Being unserious is one of the many charges Obama has leveled at the real estate mogul.

“I just want to emphasize the degree to which we are in serious times and this is a really serious job,” Obama told reporters May 6. “This is not entertainment. This is not a reality show. This is a contest for the presidency of the United States.”

McConnell also admitted to ABC June 26 that voters might not take Trump seriously. “The burden, obviously, will be on him to convince people that he can handle this job.”

In May, Obama questioned whether Trump is “equipped” to be commander in chief.

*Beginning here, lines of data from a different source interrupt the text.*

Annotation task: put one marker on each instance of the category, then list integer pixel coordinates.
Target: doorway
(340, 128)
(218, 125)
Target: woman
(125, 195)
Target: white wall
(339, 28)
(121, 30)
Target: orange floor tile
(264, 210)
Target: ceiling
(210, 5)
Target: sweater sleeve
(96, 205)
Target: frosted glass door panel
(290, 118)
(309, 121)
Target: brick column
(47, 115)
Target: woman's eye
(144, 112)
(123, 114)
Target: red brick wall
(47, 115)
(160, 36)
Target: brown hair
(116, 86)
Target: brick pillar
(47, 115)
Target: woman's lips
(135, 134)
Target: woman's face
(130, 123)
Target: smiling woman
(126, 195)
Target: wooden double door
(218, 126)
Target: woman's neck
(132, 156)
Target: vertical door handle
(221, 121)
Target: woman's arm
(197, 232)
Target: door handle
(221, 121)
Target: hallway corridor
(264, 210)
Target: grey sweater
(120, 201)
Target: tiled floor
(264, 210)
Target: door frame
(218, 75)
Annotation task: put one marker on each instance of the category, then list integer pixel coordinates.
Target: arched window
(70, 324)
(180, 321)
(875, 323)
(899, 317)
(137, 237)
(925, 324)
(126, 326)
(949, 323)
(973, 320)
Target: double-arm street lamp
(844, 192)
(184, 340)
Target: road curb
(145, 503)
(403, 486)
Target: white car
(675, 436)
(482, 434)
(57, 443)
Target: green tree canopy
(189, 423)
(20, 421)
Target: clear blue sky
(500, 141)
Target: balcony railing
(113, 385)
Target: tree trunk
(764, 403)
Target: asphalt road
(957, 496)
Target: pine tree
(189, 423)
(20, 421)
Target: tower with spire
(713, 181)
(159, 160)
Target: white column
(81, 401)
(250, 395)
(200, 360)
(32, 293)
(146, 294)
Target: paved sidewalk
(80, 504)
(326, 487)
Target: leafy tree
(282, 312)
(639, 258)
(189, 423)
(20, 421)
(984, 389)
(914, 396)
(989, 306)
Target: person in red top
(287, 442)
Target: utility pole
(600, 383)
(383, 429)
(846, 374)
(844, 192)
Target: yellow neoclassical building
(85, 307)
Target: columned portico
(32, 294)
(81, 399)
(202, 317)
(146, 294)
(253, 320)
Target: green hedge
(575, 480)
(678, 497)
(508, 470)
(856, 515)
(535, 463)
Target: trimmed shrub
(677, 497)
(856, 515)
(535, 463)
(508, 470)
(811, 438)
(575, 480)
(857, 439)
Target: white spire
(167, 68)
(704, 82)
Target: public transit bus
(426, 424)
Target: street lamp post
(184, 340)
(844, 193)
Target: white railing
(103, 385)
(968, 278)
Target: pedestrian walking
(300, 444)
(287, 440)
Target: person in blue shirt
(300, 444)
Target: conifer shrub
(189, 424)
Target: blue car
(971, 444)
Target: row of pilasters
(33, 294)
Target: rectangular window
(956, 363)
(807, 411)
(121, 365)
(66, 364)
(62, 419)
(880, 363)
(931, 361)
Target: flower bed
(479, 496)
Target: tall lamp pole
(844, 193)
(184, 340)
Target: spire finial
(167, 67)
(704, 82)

Speaking to reporters June 7, McConnell urged Trump to focus on bread and butter issues instead of making provocative comments.

“And my advice to our nominee would be to start talking about the issues that the American people care about; and to start doing it now.”

Obama was equally dismissive when reporters asked him to weigh in on Trump’s missive about Cinco de Mayo, in which Trump declared his “love” for Hispanics while encouraging voters to try the taco bowls at one of his properties.

“I have no thoughts on Mr. Trump’s tweets,” Obama said. “As a general rule, I don’t pay attention to Mr. Trump’s tweets. And I think that will be true for the next six months, so you can just file that one.”

Speaking about Trump comments that have been characterized as racist, McConnell said they are not helping the Republican Party.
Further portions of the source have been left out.